Was Einstein wrong when he said nothing can go faster than the speed of light? [duplicate]

If the universe is constantly expanding faster than the speed of light, how could Einstein be right?

• – BMS
Commented Mar 11, 2014 at 20:26
• Possible duplicates: physics.stackexchange.com/q/26549/2451 and links therein. Commented Mar 11, 2014 at 20:27
• @BMS, that Wikipedia article is incorrect. If you computed the separation velocity of objects moving with the Hubble flow as comoving distance over cosmological time, you would get zero. That's the whole point of comoving coordinates. FTL recession velocity is what you compute if you take proper distance over cosmological time.
– user27578
Commented Mar 11, 2014 at 21:23
• The universe isn't constantly expanding. It's accelerating... discovered in 1998. Commented Mar 12, 2014 at 5:53
• Define "nothing" here.. Einstein never said nothing. Commented Mar 12, 2014 at 6:12

In SR, there are global inertial reference frames and, in this context,

no object moving with speed less than c in one reference frame moves with speed equal to or greater than c in any reference frame.

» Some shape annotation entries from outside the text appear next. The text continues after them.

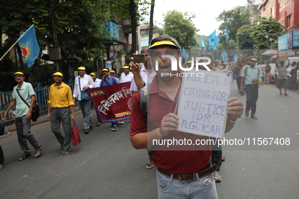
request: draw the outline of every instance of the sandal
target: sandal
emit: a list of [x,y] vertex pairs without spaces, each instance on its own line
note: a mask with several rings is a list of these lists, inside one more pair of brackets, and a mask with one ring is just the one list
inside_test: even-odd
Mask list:
[[21,157],[20,157],[20,158],[19,158],[19,161],[20,161],[21,160],[26,159],[27,158],[29,158],[30,156],[31,156],[31,154],[23,154],[23,156],[22,156]]
[[[42,149],[42,147],[41,145],[39,148],[36,148],[35,150],[35,155],[34,156],[34,158],[37,158],[41,156],[41,149]],[[38,155],[36,155],[36,154]]]
[[154,163],[151,163],[150,162],[146,163],[146,166],[145,166],[146,169],[152,169],[154,167],[155,167],[155,164]]

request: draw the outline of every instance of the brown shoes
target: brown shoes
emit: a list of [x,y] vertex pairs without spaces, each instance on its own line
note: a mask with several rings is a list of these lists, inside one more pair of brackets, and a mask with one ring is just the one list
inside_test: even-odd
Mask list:
[[257,116],[255,116],[255,115],[252,115],[251,116],[251,118],[252,118],[252,119],[255,119],[255,120],[257,120],[257,119],[258,119],[258,118],[257,117]]

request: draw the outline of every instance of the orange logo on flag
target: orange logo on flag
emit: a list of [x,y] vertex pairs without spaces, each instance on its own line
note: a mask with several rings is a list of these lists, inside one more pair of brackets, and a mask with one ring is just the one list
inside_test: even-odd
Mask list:
[[28,59],[31,55],[31,47],[29,44],[27,43],[21,43],[21,49],[23,52],[26,59]]

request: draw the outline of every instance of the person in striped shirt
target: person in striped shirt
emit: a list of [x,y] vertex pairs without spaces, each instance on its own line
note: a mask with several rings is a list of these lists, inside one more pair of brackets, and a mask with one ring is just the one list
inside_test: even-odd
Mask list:
[[288,58],[287,58],[287,61],[288,62],[288,65],[285,66],[283,65],[284,62],[279,62],[279,64],[278,64],[278,62],[276,62],[276,67],[278,69],[278,75],[276,80],[276,87],[278,88],[279,91],[280,91],[280,95],[282,95],[281,92],[281,88],[282,87],[284,88],[284,95],[288,95],[288,94],[286,93],[286,90],[287,90],[288,87],[286,69],[290,66],[290,61]]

But, in GR, in a curved spacetime,

there are no global inertial reference frames.

Instead, there are local inertial reference frames. We say that, tangent to each event in spacetime is a flat spacetime, i.e., in the infinitesimal neighborhood of an event, spacetime is flat to first order.

So, in this tangent spacetime, SR holds.

But, we must be much more careful in a general spacetime as in, for example, a universe undergoing a metric expansion of space.

In such a spacetime, the very notion of distance and relative speed is far more subtle and complex than in the flat spacetime of SR. In fact, there are multiple notions of distance and relative speed that must be 'grokked' to sort all of this out.

From the Wikipedia article linked above:

Because this expansion is caused by relative changes in the distance-defining metric, this expansion (and the resultant movement apart of objects) is not restricted by the speed of light upper bound of special relativity which is a constraint only on the speed matter can obtain from boosts from one reference frame to another. Two references frames that are globally separated can be moving apart faster than light without violating special relativity, though whenever two reference frames diverge from each other faster than the speed of light, there will be observable effects associated with such situations including the existence of various cosmological horizons.

In other words, one must be very careful in translating results from the flat spacetime of SR to the curved spacetime of GR.

A better way to think of it would be that space is being added to the universe; the universe is not "moving".

Consider the case of two stars. The expansion of the universe doesn't cause the stars to "move" away from each other. Rather, space is created between the stars, resulting in them being further apart.

This consequently, doesn't violate general relativity.

• This is wrong notion. By this theory, you can exactly pin-point the region in Universe where Big Bang happened. Remember, Big Bang happened everywhere.. At every point of the Space. So, there's no new space. The extra space you get is old and was part of Big Bang seed. Commented Mar 12, 2014 at 5:57

In Special Theory of Relativity, all inertial reference frames are able to communicate with each other to share their results. And, they all agree with the value of c and related conclusions.

In General Theory of Relativity, it's not always true. There are situations when two inertial reference frames may not be able to communicate with each other. In such situations, Einstein's Relativity is no longer valid as we have no way to compare results of both reference frames.

When it comes to universe's expansion (which is actually expansion of Spacetime) and we calculate speed of a point on one edge of universe with respect to a point on opposite edge of the universe, we actually cheat. We aren't allowed for such calculations as per General Theory of Relativity. Both points are separated in such a way that reference frames attached to them can't communicate with each other. That's it.